The DFT bureaucracy’s betrayal of the walkout by the city’s 8,000 teachers, in fact, set the stage for the current attack. The strike, which erupted in opposition to the DFT leadership, pit the teachers against former Mayor Archer and the pro-business “reforms” which have now come to fruition. Behind the scenes the DFT and the national union leadership worked to end the strike and settle the dispute on management’s terms.
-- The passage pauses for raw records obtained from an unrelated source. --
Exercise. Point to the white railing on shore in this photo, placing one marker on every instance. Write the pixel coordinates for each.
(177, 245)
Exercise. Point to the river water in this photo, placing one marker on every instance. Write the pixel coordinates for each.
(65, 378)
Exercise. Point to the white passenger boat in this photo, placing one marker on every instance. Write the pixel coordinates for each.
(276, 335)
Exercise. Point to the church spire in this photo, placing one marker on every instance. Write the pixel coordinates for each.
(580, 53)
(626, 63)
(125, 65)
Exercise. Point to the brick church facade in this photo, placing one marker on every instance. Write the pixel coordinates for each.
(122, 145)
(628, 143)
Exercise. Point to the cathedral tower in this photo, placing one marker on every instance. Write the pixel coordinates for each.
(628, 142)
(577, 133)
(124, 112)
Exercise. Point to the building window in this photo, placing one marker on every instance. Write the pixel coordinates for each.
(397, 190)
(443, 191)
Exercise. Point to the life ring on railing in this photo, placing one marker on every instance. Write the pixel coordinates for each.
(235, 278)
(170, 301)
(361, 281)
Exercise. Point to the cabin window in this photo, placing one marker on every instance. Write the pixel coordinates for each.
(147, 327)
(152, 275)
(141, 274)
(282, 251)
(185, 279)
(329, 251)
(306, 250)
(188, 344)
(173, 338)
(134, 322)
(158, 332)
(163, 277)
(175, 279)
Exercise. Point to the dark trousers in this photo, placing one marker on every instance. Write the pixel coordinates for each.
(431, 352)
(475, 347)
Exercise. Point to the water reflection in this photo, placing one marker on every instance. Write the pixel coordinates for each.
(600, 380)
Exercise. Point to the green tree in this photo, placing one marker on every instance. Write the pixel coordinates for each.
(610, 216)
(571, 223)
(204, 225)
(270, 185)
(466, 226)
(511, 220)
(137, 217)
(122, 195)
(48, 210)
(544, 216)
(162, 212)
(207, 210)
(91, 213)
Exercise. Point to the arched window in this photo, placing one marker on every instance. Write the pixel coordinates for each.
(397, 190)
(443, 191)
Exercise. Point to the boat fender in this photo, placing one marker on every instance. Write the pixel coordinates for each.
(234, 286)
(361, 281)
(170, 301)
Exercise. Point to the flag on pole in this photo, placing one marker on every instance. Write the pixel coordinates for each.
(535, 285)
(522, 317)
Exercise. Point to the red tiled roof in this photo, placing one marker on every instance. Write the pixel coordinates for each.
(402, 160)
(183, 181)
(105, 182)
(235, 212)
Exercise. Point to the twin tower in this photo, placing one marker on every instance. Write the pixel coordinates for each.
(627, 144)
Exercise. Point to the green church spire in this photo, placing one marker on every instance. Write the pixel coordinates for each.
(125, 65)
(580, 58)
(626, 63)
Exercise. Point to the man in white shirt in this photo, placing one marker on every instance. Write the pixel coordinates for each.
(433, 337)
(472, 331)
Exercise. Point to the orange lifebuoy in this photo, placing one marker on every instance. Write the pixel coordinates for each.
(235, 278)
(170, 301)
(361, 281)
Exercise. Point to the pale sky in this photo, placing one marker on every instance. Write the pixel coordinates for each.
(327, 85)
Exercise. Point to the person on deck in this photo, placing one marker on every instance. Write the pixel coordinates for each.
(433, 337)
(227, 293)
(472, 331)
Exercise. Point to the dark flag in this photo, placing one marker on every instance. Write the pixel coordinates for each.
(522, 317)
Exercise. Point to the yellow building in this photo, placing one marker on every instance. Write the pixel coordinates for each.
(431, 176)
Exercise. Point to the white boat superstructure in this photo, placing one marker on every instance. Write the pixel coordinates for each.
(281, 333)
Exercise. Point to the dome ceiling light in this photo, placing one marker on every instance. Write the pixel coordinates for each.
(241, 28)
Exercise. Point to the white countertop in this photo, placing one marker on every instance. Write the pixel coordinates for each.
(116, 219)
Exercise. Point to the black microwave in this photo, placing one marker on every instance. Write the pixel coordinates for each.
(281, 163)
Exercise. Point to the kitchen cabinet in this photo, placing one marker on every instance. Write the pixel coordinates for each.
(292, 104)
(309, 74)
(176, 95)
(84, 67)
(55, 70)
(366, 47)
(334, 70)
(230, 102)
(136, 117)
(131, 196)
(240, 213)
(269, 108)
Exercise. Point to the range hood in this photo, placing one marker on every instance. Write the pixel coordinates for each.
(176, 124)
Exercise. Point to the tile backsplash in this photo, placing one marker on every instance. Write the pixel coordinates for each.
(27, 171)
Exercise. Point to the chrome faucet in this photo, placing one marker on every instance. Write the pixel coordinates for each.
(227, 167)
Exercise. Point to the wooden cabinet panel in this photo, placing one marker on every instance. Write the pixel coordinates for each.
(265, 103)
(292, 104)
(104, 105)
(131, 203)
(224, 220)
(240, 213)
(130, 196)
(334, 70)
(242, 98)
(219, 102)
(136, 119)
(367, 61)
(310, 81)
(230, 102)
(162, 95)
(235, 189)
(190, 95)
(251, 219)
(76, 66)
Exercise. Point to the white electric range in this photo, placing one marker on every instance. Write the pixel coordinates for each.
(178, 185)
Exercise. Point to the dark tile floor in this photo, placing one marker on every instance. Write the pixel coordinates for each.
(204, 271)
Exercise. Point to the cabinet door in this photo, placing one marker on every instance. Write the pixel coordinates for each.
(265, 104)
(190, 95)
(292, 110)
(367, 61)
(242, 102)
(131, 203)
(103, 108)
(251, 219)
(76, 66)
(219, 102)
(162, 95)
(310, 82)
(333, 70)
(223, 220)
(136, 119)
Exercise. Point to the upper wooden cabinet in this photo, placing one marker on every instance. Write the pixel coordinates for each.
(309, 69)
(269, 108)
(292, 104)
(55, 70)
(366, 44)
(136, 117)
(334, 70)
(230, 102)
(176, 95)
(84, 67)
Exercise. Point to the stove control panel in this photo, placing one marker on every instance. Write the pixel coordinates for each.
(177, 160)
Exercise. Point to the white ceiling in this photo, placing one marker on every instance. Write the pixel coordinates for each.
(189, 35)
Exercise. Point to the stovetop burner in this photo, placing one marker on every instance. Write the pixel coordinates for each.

DFT leaders at Wednesday’s rally once again urged school employees to place their confidence in Democratic politicians, as well as Burnley himself. They urged the school CEO to collaborate with the union to carry through cost-cutting measures, rather than move ahead with his privatization plans—a move which undermines the union bureaucracy’s dues base. “We want to sit down with Dr. Burnley and see what we can work out to maintain integrity and save jobs and keep pay intact,” said Keith Johnson, a DFT spokesman.

In the days leading up to the protest, DFT leaders denounced calls by a union opposition group for a sick-out, making it clear the union would do nothing to protect victimized teachers. Union President Janna Garrison, said, “We are denouncing [the job action], period. The unions are not in support of any type of work stoppage for tomorrow.” These comments dovetailed with threats by school officials to discipline any teachers involved in the sick-out.

Some of the protest organizers were also aligned with former members of Detroit’s school board who are touting themselves as the true representatives of the city’s parents, students and school employees. In reality, the old school board was so discredited by its corruption, disregard for public input and budget-cutting measures that the unelected reform board was installed without any significant public protest.

The union officials and former school board members are also trying to promote illusions in the city’s new Democratic mayor, Kwame Kilpatrick. An unabashed supporter of big business, Kilpatrick enjoys close ties to the Republican-controlled state government and helped broker a deal that gave Governor Engler’s representative on the reform board veto power over the selection of the schools CEO.